Cadê o direito à vida, tão defendido pela Igreja Católica e tão invocado na carta sob comento. A Igreja Católica condena os contraceptivos. Por dever de justiça, deveria fazer alguma coisa para reduzir a fome que assola três quartos da humanidade no mundo inteiro. Mas fecha os olhos. Faz que não vê. Então, não misturem fé com saúde pública.

Também é dito na carta que "as crianças geradas de estupro costumam ser alvo de carinho especial de suas mães". (??) – E que "o bebê, fruto do estupro, serve como “um doce remédio à mãe estuprada”, para remir o trauma do estupro." Onde está a prova, ao menos empírica, dessa afirmação? É um grande engodo que nos tentam passar.

Essa dita carta foi tão mal-engendrada, que nela se fala em possível cesariana. Quanto farisaísmo! Todos sabemos que foram administrados comprimidos abortivos à menina e que os fetos foram expelidos naturalmente. Só o padre e o bispo não sabem.

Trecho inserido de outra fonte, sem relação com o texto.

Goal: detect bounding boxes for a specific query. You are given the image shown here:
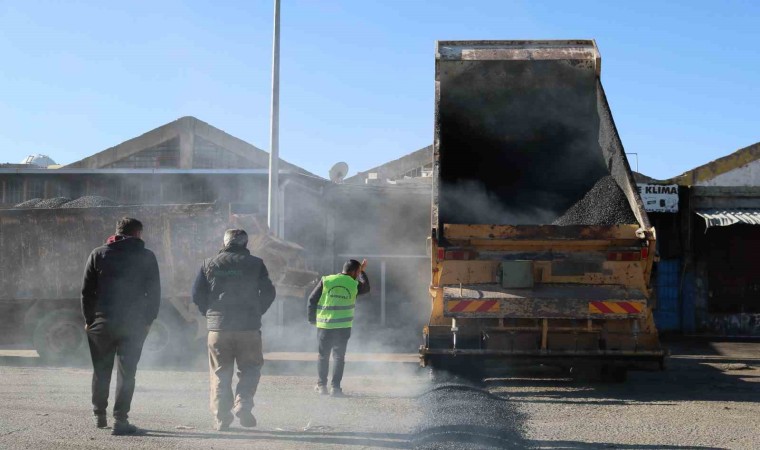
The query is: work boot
[235,411,256,428]
[111,419,137,436]
[95,414,108,428]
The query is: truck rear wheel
[141,308,196,365]
[430,356,485,383]
[32,310,87,363]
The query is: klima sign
[637,183,678,213]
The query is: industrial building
[0,117,760,335]
[0,117,430,340]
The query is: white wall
[697,160,760,186]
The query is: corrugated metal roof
[696,209,760,228]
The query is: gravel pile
[60,195,118,208]
[34,197,71,208]
[552,176,638,225]
[412,384,526,449]
[14,198,42,208]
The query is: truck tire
[140,305,197,366]
[32,310,88,364]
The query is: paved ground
[0,344,760,449]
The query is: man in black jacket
[193,230,276,431]
[82,217,161,435]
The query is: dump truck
[0,203,318,363]
[420,40,665,381]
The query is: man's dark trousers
[87,320,148,420]
[317,328,351,388]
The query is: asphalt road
[0,344,760,449]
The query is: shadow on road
[488,358,760,406]
[141,430,410,449]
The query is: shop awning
[695,209,760,228]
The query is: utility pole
[267,0,280,236]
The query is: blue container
[654,259,681,331]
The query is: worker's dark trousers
[87,321,148,420]
[317,328,351,388]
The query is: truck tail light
[446,250,475,260]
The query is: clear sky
[0,0,760,178]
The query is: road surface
[0,344,760,449]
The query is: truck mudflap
[443,283,647,319]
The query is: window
[5,175,24,205]
[26,178,45,200]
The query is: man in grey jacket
[193,230,276,431]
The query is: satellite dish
[330,162,348,183]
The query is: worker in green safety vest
[308,259,369,397]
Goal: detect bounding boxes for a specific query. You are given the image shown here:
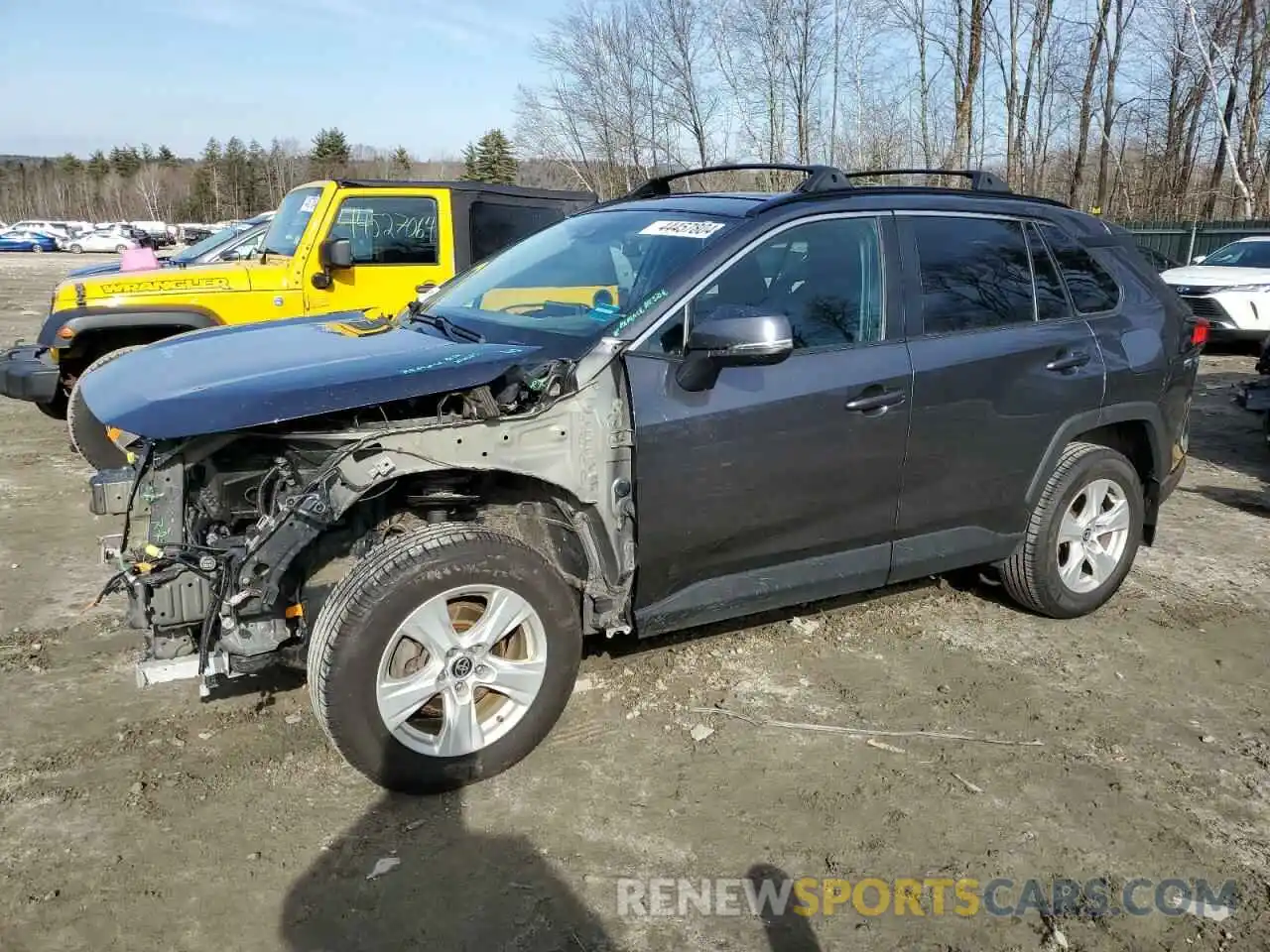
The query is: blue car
[0,231,58,253]
[68,212,273,278]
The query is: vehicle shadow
[280,768,617,952]
[1179,485,1270,520]
[745,863,821,952]
[1173,368,1270,482]
[280,751,821,952]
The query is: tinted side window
[1028,223,1072,321]
[330,195,439,264]
[470,200,563,262]
[1042,223,1120,313]
[909,216,1035,334]
[693,218,885,349]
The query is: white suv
[1160,235,1270,340]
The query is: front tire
[1001,443,1146,618]
[66,344,145,470]
[308,523,581,793]
[36,387,68,420]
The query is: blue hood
[80,312,541,439]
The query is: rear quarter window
[1040,222,1120,313]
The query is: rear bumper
[0,344,61,404]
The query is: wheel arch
[268,464,629,631]
[1028,404,1170,545]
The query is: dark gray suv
[73,167,1206,792]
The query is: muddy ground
[0,255,1270,952]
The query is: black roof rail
[843,169,1012,194]
[617,163,851,202]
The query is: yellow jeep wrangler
[0,178,595,468]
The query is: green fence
[1120,218,1270,263]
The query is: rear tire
[66,344,145,470]
[308,523,581,793]
[1001,443,1144,618]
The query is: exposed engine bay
[91,361,635,697]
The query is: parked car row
[67,212,273,278]
[0,226,58,254]
[0,167,1207,793]
[0,218,241,254]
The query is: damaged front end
[91,348,635,697]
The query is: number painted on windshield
[640,221,724,239]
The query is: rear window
[470,199,564,264]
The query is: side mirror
[676,307,794,391]
[320,239,353,269]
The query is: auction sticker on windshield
[640,221,724,237]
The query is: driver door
[305,189,453,313]
[625,214,912,635]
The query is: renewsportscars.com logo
[617,876,1238,919]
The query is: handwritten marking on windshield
[335,205,437,245]
[640,221,724,239]
[608,289,671,334]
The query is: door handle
[847,390,904,414]
[1045,350,1089,373]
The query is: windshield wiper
[410,300,485,344]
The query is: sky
[0,0,567,159]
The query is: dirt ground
[0,255,1270,952]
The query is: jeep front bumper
[0,344,61,404]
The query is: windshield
[263,185,321,258]
[172,225,246,264]
[425,209,734,336]
[1201,241,1270,268]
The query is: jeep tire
[999,443,1144,618]
[66,344,145,470]
[308,523,581,793]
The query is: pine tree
[87,149,110,185]
[190,139,222,221]
[309,128,352,178]
[242,139,269,214]
[462,130,517,185]
[459,142,481,181]
[477,130,517,185]
[110,146,141,178]
[393,146,414,178]
[221,136,250,218]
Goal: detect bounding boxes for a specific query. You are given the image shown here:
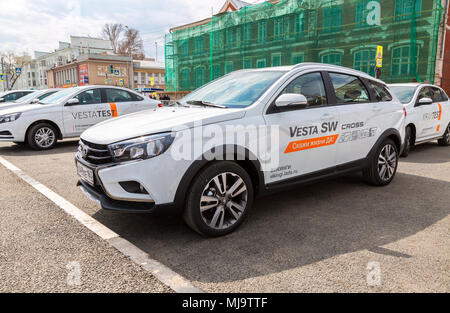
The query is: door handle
[320,113,334,121]
[372,106,381,112]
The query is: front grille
[78,139,113,165]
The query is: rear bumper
[77,179,176,213]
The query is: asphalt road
[0,141,450,292]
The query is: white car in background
[0,90,34,105]
[0,89,62,110]
[0,86,159,150]
[389,84,450,157]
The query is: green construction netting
[165,0,443,91]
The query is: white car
[0,88,61,110]
[0,86,159,150]
[76,63,405,236]
[389,84,450,157]
[0,90,34,106]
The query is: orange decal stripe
[109,102,117,117]
[284,135,339,153]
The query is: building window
[194,36,205,54]
[213,64,222,79]
[273,17,283,39]
[244,24,252,42]
[195,67,205,88]
[225,61,233,74]
[291,52,305,64]
[258,21,267,42]
[181,69,191,90]
[294,12,305,35]
[322,52,342,65]
[180,39,189,56]
[256,59,266,68]
[353,49,377,76]
[272,53,281,66]
[322,5,342,33]
[242,57,252,68]
[395,0,422,21]
[391,46,418,76]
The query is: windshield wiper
[186,100,228,109]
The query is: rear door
[415,86,442,142]
[63,88,107,137]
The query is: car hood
[81,107,245,145]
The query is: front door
[63,88,107,137]
[265,72,338,183]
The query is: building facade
[47,54,133,88]
[14,36,113,89]
[166,0,450,92]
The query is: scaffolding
[165,0,443,91]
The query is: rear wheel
[401,126,413,158]
[363,139,398,186]
[27,123,58,150]
[438,124,450,147]
[184,161,253,237]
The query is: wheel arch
[174,145,265,207]
[25,119,63,141]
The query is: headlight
[109,133,174,162]
[0,113,22,124]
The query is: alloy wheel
[200,172,248,230]
[378,144,397,181]
[34,127,56,149]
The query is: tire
[400,126,413,158]
[183,161,254,237]
[363,139,398,186]
[438,124,450,147]
[27,123,58,150]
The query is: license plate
[77,162,94,186]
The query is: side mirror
[417,98,433,106]
[275,93,308,108]
[66,98,80,106]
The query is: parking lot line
[0,157,204,293]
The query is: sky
[0,0,250,61]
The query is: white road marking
[0,157,203,293]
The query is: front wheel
[363,139,398,186]
[438,124,450,147]
[184,161,253,237]
[27,123,57,150]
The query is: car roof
[238,62,386,85]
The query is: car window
[369,81,392,101]
[417,87,433,100]
[281,73,327,107]
[330,73,370,104]
[105,88,133,102]
[74,89,102,104]
[430,87,445,102]
[38,90,58,100]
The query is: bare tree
[117,27,145,60]
[102,23,123,53]
[0,51,31,90]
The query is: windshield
[180,71,285,108]
[39,88,74,104]
[389,86,417,103]
[14,92,36,103]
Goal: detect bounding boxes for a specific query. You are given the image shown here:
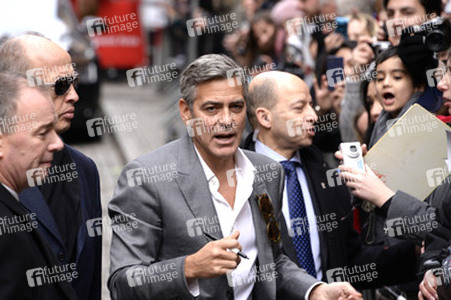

Também pudera. Ninguém da Igreja se interessou pela sorte daquela criança. Se houvesse interesse, algum representante da Igreja Católica teria ido ao Imip verificar as condições da menina grávida. É o mínimo a esperar, já que o tema dominava as manchetes da imprensa, mundo afora. E se tratava de gravidez de alto risco. Mas o que fizeram os que condenaram o aborto?

O que fizeram foi ordenar ao diretor-superintendente do Imip que não permitisse que fosse feito o abortamento lá. E, em seguida, quando o aborto foi feito pelos médicos do Cisam, o arcebispo encheu o peito para proclamar a excomunhão de todos que dele participaram.

E o padre Lodi ainda levanta a suspeita de que o hospital e os médicos depois da cesariana devem "ter jogado os fetos no lixo, esperando que morressem!" Quem escreveu essa carta, se padre ou não, deveria ter assinado. Para responder a processo por calúnia e injúria. Pois ainda diz a pretensa carta que os médicos "teriam de ter sangue frio para olharem nos olhos de suas duas vítimas abortadas?" O ator mambembe que engendrou essa carta desconhece os compromissos do bom médico.

Com essas insinuações cavilosas, teria de ser levado aos tribunais, para provar o teor das suas leviandades, assacadas contra médicos e seus auxiliares, assim como contra as mulheres da ONG Curumim.

Tudo isso, além de ser mais um tremendo desrespeito ao Cisam e aos médicos e equipe que salvaram a menina sem nome, é pura maldade. São afirmações desastrosas e cruéis.

Grande defeito dos humanos é a dupla moral: pregar uma coisa e fazer outra. É a moral do "faça o que eu mando, mas não faça o que eu faço".

Ainda é dito na carta que o aborto é monstruosidade maior do que o estupro! Quem é capaz de aferir isso? A Igreja, o bispo, um padre? Como é que eles avaliaram esses sentimentos? - Só a mulher que foi estuprada pode falar do trauma do estupro. Nem igrejas, nem bispos, nem padres! Afirmar isso, é chafurdar nas emoções alheias!

E foram feitas citações de um montão de artigos da nossa legislação, que nada têm a ver com esse episódio. Nada pertinentes. Para que esse desperdício? Bastaria haver citado o art. 1º do nosso Código Penal, que assim se expressa:

CP - art. 1º Não há crime sem lei anterior que o defina. Não há pena sem prévia cominação legal. Igual enunciado está no art. 5º, inciso XXXIX da nossa Constituição Federal de 1988.

E nenhuma lei cataloga como crime o aborto praticado por médico, no caso de gravidez resultante de estupro, desde que haja consentimento da gestante ou, se esta for incapaz (menor de idade, por exemplo), consentimento do seu representante legal (no caso em tela, a mãe da menina consentiu.)

Se o bispo e seus defensores têm provas de que houve fraude por parte das mulheres da ONG Curumim, abram um processo judicial e mostrem as provas. Mas não escrevam bobagens, tentando defender o indefensável.

Por fim, pergunto: se a mulher incorrer no crime de aborto (CP - Art. 124), ela tem direito a defesa ou deve ser condenada sumariamente, pelas leis da "santa" inquisição?